Прокурор снова поднялся с места и обратился к судье.

– Ваша честь, но ведь в уголовном деле было три жалобы. Подсудимый Виктор Кондрашкин преследовал и пытался изнасиловать еще одну несовершенную девушку, шестнадцатилетнюю Жанну Николаеву. Ведь ордер на задержание подсудимого Виктора Кондрашкина был составлен на основании трех заявлений, которые были принесены в отдел внутренних дел почти одновременно, в один и тот же день.

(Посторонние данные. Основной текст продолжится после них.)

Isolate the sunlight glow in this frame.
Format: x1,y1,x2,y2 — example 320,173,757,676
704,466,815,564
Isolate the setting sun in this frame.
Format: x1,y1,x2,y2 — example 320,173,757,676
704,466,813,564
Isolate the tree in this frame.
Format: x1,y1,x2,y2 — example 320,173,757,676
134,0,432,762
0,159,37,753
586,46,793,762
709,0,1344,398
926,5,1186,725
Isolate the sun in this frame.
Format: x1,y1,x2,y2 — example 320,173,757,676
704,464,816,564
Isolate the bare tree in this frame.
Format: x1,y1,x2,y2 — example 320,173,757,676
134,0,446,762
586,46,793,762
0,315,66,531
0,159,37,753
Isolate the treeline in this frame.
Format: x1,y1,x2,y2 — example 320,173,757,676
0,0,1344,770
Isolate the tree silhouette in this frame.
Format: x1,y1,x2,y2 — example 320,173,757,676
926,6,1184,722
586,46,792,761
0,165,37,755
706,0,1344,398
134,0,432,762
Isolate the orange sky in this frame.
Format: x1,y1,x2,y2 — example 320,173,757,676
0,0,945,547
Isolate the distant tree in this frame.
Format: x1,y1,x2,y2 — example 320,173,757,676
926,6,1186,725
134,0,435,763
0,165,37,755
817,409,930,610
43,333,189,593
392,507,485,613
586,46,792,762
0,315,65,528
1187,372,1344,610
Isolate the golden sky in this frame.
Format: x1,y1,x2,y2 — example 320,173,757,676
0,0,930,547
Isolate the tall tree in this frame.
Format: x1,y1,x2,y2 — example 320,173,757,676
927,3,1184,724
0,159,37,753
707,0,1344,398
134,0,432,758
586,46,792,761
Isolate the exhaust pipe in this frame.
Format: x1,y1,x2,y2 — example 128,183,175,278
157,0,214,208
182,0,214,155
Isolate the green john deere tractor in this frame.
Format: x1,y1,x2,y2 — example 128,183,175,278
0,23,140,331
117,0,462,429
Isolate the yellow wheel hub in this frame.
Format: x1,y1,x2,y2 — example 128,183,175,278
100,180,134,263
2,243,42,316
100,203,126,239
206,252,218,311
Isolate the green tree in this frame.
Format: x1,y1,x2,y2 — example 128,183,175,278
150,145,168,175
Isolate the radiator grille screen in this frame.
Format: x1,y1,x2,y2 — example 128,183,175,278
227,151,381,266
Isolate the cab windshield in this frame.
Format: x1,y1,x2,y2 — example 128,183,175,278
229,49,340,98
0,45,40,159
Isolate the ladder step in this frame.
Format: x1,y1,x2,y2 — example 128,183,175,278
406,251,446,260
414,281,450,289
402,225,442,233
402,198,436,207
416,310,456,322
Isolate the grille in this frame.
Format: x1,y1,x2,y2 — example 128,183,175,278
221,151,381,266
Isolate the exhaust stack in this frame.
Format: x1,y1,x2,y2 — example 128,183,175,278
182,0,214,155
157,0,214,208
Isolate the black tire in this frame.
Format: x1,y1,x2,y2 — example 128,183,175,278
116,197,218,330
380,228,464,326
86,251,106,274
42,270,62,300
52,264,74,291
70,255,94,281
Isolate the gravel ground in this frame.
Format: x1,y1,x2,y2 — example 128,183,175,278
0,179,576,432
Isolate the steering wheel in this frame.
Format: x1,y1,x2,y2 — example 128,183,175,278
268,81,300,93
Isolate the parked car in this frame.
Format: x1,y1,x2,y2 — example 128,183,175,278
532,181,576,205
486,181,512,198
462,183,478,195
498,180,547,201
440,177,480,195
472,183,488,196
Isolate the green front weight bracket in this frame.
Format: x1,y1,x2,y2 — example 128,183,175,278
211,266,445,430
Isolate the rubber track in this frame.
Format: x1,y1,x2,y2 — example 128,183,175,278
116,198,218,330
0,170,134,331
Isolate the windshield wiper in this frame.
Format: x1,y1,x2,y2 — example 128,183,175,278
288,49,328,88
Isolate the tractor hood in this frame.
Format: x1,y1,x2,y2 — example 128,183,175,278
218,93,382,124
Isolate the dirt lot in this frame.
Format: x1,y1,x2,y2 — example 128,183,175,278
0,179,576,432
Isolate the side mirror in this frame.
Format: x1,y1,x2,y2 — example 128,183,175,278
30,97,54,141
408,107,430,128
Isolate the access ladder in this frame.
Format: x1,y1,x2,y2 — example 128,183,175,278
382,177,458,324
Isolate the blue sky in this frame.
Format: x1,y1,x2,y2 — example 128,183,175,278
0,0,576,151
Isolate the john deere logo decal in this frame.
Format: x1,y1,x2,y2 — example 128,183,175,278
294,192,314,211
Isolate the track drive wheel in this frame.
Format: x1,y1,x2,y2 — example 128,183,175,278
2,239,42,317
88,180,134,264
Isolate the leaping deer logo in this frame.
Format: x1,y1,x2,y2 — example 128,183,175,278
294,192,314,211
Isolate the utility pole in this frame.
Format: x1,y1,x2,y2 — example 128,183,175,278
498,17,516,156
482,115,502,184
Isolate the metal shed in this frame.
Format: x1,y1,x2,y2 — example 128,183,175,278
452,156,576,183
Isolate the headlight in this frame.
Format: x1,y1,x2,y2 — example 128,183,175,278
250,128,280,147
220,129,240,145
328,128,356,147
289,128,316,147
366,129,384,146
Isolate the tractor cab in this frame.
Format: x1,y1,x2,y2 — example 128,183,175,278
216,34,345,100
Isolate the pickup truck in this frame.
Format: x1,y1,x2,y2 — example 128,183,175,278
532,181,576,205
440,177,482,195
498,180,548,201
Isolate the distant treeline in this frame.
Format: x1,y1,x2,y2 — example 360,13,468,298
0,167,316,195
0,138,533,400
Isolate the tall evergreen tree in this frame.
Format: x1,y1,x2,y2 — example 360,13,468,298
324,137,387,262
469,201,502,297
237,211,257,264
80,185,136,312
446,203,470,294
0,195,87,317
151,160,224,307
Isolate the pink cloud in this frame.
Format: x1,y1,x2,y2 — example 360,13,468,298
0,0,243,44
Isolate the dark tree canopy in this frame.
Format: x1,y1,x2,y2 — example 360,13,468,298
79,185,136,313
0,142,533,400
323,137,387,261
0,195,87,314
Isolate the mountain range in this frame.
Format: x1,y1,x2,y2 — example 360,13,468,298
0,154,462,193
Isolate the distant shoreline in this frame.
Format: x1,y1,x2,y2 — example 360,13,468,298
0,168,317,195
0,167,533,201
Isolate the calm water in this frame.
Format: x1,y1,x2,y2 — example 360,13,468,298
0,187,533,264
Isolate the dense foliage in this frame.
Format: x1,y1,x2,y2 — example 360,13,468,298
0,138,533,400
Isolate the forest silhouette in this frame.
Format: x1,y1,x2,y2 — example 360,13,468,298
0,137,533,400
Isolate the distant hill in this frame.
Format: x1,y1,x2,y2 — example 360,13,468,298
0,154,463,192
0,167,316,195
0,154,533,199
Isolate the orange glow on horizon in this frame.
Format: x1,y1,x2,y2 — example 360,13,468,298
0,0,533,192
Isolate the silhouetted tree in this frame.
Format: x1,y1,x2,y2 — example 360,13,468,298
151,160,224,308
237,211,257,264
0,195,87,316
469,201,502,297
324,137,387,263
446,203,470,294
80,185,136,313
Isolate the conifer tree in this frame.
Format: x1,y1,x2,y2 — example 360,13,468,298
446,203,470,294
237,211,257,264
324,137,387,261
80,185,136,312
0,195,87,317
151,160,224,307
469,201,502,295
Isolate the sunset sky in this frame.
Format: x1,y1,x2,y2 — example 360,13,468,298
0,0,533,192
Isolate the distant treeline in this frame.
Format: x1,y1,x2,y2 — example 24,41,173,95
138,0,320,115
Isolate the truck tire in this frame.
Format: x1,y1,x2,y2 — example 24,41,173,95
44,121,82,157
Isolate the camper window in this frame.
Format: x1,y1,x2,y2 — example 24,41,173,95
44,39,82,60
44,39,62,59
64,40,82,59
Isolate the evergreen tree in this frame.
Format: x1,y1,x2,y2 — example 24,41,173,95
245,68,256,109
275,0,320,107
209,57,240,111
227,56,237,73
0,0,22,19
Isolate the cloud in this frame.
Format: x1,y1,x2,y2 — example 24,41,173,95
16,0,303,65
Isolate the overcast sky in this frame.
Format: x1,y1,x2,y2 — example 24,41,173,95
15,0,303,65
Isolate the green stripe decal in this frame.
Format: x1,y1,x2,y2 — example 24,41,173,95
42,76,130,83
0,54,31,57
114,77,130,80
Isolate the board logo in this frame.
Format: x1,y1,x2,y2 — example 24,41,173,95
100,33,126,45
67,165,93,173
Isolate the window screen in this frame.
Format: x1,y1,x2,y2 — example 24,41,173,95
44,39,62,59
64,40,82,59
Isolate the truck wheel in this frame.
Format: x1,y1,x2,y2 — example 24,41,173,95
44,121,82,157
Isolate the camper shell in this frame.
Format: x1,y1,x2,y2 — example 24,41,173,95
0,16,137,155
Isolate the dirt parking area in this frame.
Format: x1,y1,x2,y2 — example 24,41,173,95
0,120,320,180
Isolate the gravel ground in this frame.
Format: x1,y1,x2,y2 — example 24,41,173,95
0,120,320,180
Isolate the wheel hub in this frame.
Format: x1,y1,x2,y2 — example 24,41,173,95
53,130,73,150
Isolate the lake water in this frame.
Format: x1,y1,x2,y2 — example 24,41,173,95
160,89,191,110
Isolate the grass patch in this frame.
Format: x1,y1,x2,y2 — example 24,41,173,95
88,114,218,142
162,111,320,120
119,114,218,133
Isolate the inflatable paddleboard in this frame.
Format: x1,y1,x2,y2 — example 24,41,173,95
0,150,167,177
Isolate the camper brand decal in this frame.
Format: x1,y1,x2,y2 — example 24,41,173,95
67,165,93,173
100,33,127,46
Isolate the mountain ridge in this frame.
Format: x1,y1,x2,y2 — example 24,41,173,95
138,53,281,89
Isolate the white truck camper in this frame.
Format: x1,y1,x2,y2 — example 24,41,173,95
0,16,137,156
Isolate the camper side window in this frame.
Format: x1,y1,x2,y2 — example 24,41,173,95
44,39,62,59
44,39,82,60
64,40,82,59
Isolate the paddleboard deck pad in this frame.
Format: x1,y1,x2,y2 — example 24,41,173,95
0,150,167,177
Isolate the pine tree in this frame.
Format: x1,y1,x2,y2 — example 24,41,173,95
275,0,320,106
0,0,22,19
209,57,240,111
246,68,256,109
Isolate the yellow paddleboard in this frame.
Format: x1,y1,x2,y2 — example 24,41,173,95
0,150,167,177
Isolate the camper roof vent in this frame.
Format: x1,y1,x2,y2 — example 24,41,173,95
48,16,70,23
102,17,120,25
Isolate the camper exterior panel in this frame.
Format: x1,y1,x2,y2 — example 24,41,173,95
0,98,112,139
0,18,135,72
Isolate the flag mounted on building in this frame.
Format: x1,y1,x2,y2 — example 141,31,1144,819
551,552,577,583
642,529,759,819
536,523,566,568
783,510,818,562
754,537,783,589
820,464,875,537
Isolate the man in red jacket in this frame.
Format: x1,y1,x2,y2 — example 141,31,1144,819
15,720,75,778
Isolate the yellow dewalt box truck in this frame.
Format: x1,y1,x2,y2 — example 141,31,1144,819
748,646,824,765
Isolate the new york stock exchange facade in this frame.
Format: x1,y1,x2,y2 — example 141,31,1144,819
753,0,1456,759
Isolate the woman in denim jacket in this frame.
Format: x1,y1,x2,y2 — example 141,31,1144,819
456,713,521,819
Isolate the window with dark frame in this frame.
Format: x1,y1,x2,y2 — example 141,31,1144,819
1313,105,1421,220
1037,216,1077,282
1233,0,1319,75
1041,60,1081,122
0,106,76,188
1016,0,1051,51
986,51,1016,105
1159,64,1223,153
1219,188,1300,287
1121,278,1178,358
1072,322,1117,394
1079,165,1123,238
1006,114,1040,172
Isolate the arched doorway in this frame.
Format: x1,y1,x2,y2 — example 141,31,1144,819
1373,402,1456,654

Судья пятой категории Лидия Федорчук даже глазом не моргнула.

– Мне об этом ничего не известно. Заявления, о котором вы говорите и на которое ссылаетесь, в уголовном деле нет. Передо мной лежат все материалы уголовного дела, и в них только два заявления и, соответственно, два эпизода, инкриминируемых подсудимому.

– Ваша честь, до самого последнего момента, то есть до передачи дела в суд, заявление третьей потерпевшей, Жанны Николаевой, было в уголовном деле, но в самый последний момент оно таинственным образом исчезло, то есть было изъято.

– Изъято из дела? И кто же мог это сделать? Господа, вы ведь не подозреваете, что это могла сделать я. – Судья иронично улыбнулась и добавила: – Заверяю вас, что я здесь ни причем.

– Разве не ясно, кто? Следователь, расследовавший это дело. Больше некому, – уверенно сказал адвокат потерпевшей Печёнкин.

– У вас есть какие-либо доказательства? Если есть, предъявите их суду, и суд их рассмотрит и даст им ход. А если у вас нет доказательств, то не обессудьте: как говорится, на нет и суда нет.

Адвокат Юрий Печёнкин не сдавался и продолжал настаивать на своем.

– Ваша честь, мне доподлинно известно, что там было третье заявление, которая представила потерпевшая Жанна Николаева.

Прокурор счел необходимым поддержать защитника потерпевшей Лены Степановой.

– Ваша честь, во время предварительного следствия было выявлено шесть доказанных случаев-эпизодов изнасилований и насильственных действий сексуального характера, которые инкриминировались обвиняемому. Шесть раз против него возбуждалось уголовное дело и при этом он ни разу не представал перед судом. А сейчас вдруг выясняется, что обвинение фактически рассыпалось, поскольку из трех эпизодов будет рассматриваться только один.

– Я вас перебью, уважаемый государственный обвинитель. Дело в том, что вина  подсудимого по указываемым вами эпизодам не была доказана, он впервые находится на скамье подсудимых. Более того, несмотря на то, что в уголовном деле были объединены два эпизода, в виду примирения второй пострадавшей и отказа ее от предъявления претензий к подсудимому, во время этого судебного разбирательства мы будем исследовать один эпизод, связанный с потерпевшей Леной Степановой.

Адвокат Юрий Печёнкин снова вмешался и поддержал прокурора.

– Да, ваша честь, дело до суда не доходило, и все мы прекрасно понимаем, каким образом выбивалось, вернее, покупалось, так называемое “примирение”, хотя по закону оно не снимает уголовной ответственности с насильника. Но факт возбуждения шести уголовных дел, доказывающий, что мы имеем дело с серийным насильником, не может быть проигнорирован.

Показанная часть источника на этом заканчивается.